# Trigger Problem



## Geoff

Hey,

I recently contacted Ruger about the trigger pull on my P89. I asked about the pounds of force it takes to pull the trigger. My response was: "The factory specifications for the P89 trigger, when leaving the
factory, are as follows. Double Action 9 - 15 pounds / Single Action 4 - 6
pounds."

Okay, since I am new to this does the explanation mean that it takes 9 pounds of force to pull the trigger when the hammer is back and 15 pounds of force when the hammer is against the firing pin? 

If so, both numbers seem fairly excessive to me.
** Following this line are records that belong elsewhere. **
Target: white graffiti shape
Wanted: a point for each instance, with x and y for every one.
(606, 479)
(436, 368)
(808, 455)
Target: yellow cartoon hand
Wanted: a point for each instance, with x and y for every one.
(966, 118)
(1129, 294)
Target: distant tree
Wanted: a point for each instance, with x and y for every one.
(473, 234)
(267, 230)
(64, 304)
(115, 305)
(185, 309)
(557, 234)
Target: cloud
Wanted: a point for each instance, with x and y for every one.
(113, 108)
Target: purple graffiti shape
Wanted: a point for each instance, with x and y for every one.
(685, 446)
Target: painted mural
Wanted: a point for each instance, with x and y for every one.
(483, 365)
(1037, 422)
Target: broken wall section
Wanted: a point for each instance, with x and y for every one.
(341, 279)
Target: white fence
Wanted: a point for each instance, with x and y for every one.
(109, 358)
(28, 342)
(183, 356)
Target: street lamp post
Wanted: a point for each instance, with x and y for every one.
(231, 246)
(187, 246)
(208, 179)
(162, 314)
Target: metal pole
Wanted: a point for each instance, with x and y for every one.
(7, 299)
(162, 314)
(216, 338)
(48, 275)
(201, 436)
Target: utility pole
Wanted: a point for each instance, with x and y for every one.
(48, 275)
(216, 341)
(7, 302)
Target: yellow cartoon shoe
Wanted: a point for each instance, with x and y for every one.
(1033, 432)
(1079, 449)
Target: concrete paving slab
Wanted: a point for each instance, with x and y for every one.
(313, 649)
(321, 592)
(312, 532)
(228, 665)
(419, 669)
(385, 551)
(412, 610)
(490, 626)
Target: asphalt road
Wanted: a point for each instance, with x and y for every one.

Exactly what is involved in reducing these numbers?


----------



## DJ Niner

Geoff said:


> Hey,
> 
> I recently contacted Ruger about the trigger pull on my P89. I asked about the pounds of force it takes to pull the trigger. My response was: "The factory specifications for the P89 trigger, when leaving the
> factory, are as follows. Double Action 9 - 15 pounds / Single Action 4 - 6
> pounds."
> 
> Okay, since I am new to this does the explanation mean that it takes 9 pounds of force to pull the trigger when the hammer is back and 15 pounds of force when the hammer is against the firing pin?
> 
> If so, both numbers seem fairly excessive to me. Exactly what is involved in reducing these numbers?


I understand those numbers to mean the trigger pull weight when the hammer is already cocked (Single Action) will range from 4 to 6 pounds; and the trigger pull weight for Double Action (starting with the hammer down, in the decocked position) will range from 9 to 15 pounds.
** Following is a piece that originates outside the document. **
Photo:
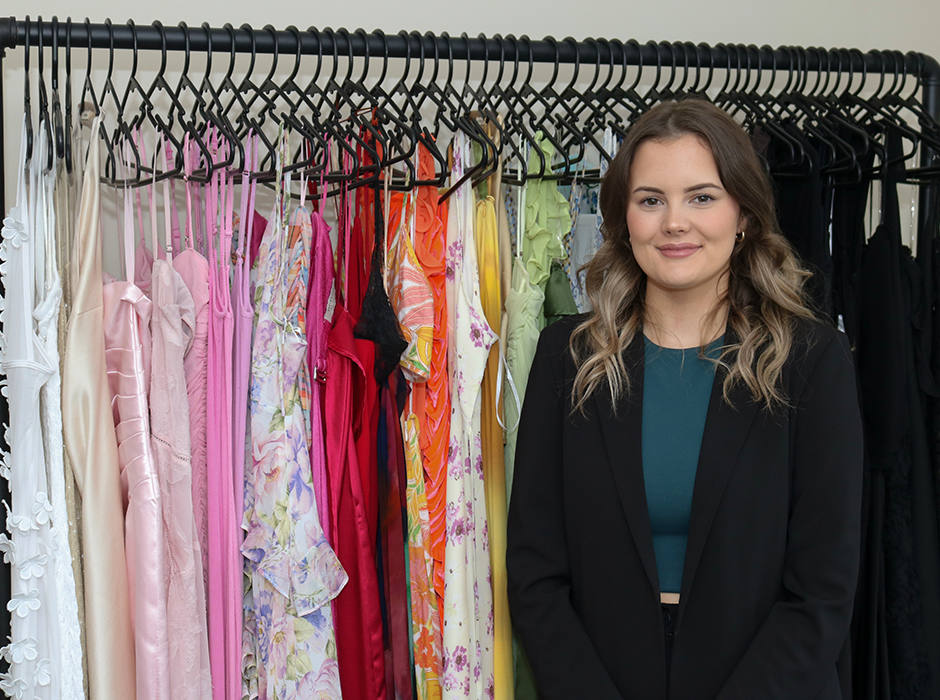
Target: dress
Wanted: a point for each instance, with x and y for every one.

They give a "range" of pull weights because tolerances will vary even within a single production run; a dirty or dry weapon might require more force to activate the trigger than a clean/lubricated one; and because the trigger pull weight can vary over the life of the weapon (typically very heavy and somewhat gritty when new, and getting lighter and smoother as the gun "breaks in" and the parts polish each other where they rub together).

For many guns, a gunsmith "trigger job" can significantly reduce the amount of force needed to fire the weapon, and also make the trigger action smoother (more important than weight in some folks' opinion). Unfortunately, because of their very reasonable initial price, there has never been a big market for gunsmith trigger-pull smoothing of Ruger centerfire autos; almost no one who spent $200-$300 to buy one wants to spend another $200+ dollars to tune it up.


----------



## gmaske

Trigger pull can be adjusted by installing a Wolff spring kit. You can order them from http://www.midwayusa.com/eproductpage.exe/showproduct?saleitemid=476838&t=11082005. They are pretty easy to install. PM me if you need some help. I put a set in my P345 and they worked wonders. Trust me on this! If you are handy at all this takes about 15 min.s and involves very little in the way of disassembly


----------



## Joeywhat

Do you want the trigger weight reduced because those numbers seem high, or because you feel that the trigger takes too much force to pull?

I'd shoot it for a while, as you find that you'll become more accustomed to the trigger, and the pull will get slightly lighter.


----------



## gmaske

Joeywhat said:


> Do you want the trigger weight reduced because those numbers seem high, or because you feel that the trigger takes too much force to pull?
> 
> I'd shoot it for a while, as you find that you'll become more accustomed to the trigger, and the pull will get slightly lighter.


There is some truth to this. My P345 sucked major out of the box. I installed the lightest Wolff spring and things were great. Now after a few hundred rounds I'm thinking on upping the weight some because it's now a bit too light. The kit comes with three diffrent weights so you have some adjustment and like I said, it's pretty easy to change the spring out.


----------



## Ram Rod

I've had a P89 in the past. Very good pistol considering price, and dependable in my opinion, but as a ccw, kinda bulky. I do my own gunsmithing on my own firearms. The aforementioned spring kit sounds like the best idea to me, and with the right instructions/resources, one may attempt polishing the right parts to smooth the action/trigger themselves without the possibility of screwing things up. Personally, I'm not a fan of DA/SA pistols. I'm either cocked and locked, or Glocked!


----------